Year 12 student Spencer Ryan said that the announcement had made him reconsider what he was going to study at university. He said:

“I think that the way in which it’s influenced my thinking is an indicator that the change is doing exactly what the government wants it to do, by pushing me into a field that they deem more employable … but I don’t think that’s what university and education is primarily about.”

Why Arts degrees matter

We’re not about to tell you not to pursue STEM if that’s your thing – it’s true that we need scientists; we need engineers, pharmacists, nurses, and doctors. 

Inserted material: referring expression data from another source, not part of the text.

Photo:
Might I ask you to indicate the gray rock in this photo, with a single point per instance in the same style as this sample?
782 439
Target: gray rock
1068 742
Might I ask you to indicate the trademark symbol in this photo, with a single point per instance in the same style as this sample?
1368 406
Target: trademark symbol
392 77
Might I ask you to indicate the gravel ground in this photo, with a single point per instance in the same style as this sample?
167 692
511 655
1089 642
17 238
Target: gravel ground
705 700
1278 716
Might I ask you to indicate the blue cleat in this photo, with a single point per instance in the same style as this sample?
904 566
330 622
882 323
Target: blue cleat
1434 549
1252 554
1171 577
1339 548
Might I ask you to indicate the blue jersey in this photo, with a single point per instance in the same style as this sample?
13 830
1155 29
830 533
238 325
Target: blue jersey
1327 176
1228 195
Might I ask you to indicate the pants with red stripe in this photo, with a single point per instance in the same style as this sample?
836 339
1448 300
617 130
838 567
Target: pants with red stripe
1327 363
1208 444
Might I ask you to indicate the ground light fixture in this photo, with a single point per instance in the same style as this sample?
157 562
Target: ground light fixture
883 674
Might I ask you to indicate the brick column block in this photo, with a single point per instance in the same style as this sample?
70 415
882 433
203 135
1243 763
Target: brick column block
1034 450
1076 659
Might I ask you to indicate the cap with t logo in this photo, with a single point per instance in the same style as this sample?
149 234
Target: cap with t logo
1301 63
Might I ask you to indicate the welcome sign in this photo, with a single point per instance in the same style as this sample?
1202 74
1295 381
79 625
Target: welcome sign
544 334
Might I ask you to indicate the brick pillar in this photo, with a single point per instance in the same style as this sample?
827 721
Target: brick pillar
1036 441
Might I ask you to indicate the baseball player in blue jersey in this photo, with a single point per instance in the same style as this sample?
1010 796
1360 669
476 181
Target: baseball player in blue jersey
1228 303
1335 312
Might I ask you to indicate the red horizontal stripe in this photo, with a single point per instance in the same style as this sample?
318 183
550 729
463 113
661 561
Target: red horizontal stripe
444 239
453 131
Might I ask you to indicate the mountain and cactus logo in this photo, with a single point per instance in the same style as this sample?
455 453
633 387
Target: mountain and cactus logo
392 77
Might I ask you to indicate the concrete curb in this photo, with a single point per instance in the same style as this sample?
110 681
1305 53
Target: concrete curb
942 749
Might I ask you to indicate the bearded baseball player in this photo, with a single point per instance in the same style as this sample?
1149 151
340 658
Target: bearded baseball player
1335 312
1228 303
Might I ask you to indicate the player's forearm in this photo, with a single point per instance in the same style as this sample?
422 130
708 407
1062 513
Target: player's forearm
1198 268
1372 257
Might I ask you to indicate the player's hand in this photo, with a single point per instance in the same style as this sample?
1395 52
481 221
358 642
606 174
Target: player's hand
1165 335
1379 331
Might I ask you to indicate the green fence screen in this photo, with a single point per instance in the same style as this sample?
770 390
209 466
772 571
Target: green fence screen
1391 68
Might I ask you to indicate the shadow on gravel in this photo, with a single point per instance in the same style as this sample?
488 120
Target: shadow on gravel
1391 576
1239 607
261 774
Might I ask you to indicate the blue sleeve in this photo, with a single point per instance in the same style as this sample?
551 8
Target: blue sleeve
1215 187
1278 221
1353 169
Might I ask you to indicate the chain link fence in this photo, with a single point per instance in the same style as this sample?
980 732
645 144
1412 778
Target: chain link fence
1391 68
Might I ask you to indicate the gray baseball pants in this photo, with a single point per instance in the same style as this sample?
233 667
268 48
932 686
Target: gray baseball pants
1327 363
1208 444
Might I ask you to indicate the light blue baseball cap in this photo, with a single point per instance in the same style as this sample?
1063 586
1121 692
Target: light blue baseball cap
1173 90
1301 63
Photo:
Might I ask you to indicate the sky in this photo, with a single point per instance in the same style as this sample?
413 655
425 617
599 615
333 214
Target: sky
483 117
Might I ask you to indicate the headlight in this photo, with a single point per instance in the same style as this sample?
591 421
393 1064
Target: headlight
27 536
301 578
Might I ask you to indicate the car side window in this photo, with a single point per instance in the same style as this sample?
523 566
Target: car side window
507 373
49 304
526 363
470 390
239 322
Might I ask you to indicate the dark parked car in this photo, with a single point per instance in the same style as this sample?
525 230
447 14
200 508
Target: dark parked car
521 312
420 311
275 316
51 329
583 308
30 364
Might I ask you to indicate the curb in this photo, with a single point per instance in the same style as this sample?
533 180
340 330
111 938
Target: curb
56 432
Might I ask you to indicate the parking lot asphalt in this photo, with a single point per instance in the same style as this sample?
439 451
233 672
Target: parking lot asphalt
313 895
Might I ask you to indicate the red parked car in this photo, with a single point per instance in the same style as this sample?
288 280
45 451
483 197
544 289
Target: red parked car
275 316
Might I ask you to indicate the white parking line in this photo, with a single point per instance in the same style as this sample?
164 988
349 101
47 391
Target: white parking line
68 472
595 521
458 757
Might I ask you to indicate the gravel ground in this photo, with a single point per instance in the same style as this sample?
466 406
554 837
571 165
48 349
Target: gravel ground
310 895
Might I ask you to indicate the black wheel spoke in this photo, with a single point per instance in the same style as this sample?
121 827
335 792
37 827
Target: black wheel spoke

But we also need social scientists; we need people who understand society, people, culture, history, and how these work together. Arts degrees produce lawyers, artists, historians, writers, economists, and communication experts. Can you imagine a world without these kinds of people?

We need to change our thinking around what it means to have an Arts degree.

Sure, we’ve all heard the jokes before: “What do you say to an arts graduate with a job?” Answer: “I’ll have a Quarter Pounder, with fries.” But guess what – research actually shows that humanities graduates earn more than students who study mathematics and science, and 95.8% of law graduates, 95.5% of business graduates and 91.1% of humanities graduates are employed 3 years after graduation. 

It seems pretty clear that the demand for Arts graduates isn’t dropping off the face of the Earth any time soon. Arts graduates help our society function, and that’s what’s so frustrating about all of this.